Understanding the complexities of biological tissue and its electrical behavior continues to be an area of ongoing research and study. For example, a major challenge facing psychiatry is the lack of understanding of the neuronal network changes that underlie clinical depression and recovery. The hippocampus is hypothesized to play a central role in both depression pathophysiology and treatment response, but the underlying local network dynamics are not understood, with studies yielding apparently contradictory findings.
Development of new treatments for psychiatric disorders is hindered by an almost complete lack of information on how maladaptive neural physiology may give rise to affective phenotypes. For this reason, identification of a neurophysiological final common pathway linked to the etiology of a psychiatric disease could revolutionize understanding and guide clinical development of novel treatments. In depression, a leading cause of disability that affects an estimated 121 million people worldwide, the current widely-used medications are often effective in reducing symptoms and can promote remission, but treatment-resistance to first-line antidepressants like the selective serotonin reuptake inhibitors (SSRIs, such as fluoxetine and paroxetine) occurs in up to 50% of patients. Well-known medication side effects further complicate compliance and recovery, pointing to the need for new classes of treatment. Development of new classes of treatment is severely constrained by the incomplete understanding of the multifactorial biological etiology of depression, which involves genetic predisposition, epigenetic and developmental alterations, and adverse life events including chronic or acute stress. If many of these different etiological factors are expressed behaviorally through final common neurophysiological features, identification of these putative endophenotypes could not only provide a basis for understanding of the disease but also enable rapid development of novel selective classes of antidepressant treatments.

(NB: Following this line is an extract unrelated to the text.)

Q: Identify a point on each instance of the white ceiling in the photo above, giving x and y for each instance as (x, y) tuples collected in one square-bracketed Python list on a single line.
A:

Candidate neural structures pertinent to depression physiology have been identified in part by using structural and functional imaging. Human fMRI studies have demonstrated altered blood flow associated with depression in several brain regions, including specific components of the emotion-regulating limbic circuitry. In particular, the hippocampus has received considerable attention as an integral component of the limbic system that communicates directly with and drives other brain regions implicated in depression, such as the prefrontal cortex, hypothalamic-pituitary-adrenal (HPA) axis, and reward centers. A substantial body of work favors the concept that the hippocampus is hyperactive in depression.
PET imaging has been used in depressed patients to implicate overactive excitatory pathways radiating from the hippocampus to downstream cortical regions (e.g., to Cg25) which is thought to be overactive in depression, and to orbitofrontal cortex), and furthermore found that fluoxetine-induced reduction in hippocampal activity was tightly linked to successful clinical response. Meta-analysis of functional brain imaging in medication treatment of depression indicated that changes in downstream cortical regions are delayed until specific adaptive changes occur in the source of primary afferent inputs, e.g., the hippocampus. This work showed that the hippocampus is a “primary site of action” for major antidepressants and a key initiator of successful response to antidepressant treatment. Complicating this picture, however, is evidence suggesting reduced hippocampal activity in depression, including reduced hippocampal size in clinical depression, the fact that excitatory hippocampal neurons display atrophy and death due to chronic stress and stress hormone exposure, and the observation that antidepressant-induced production of presumed excitatory neurons in the dentate gyrus of the hippocampal formation is linked to behavioral efficacy.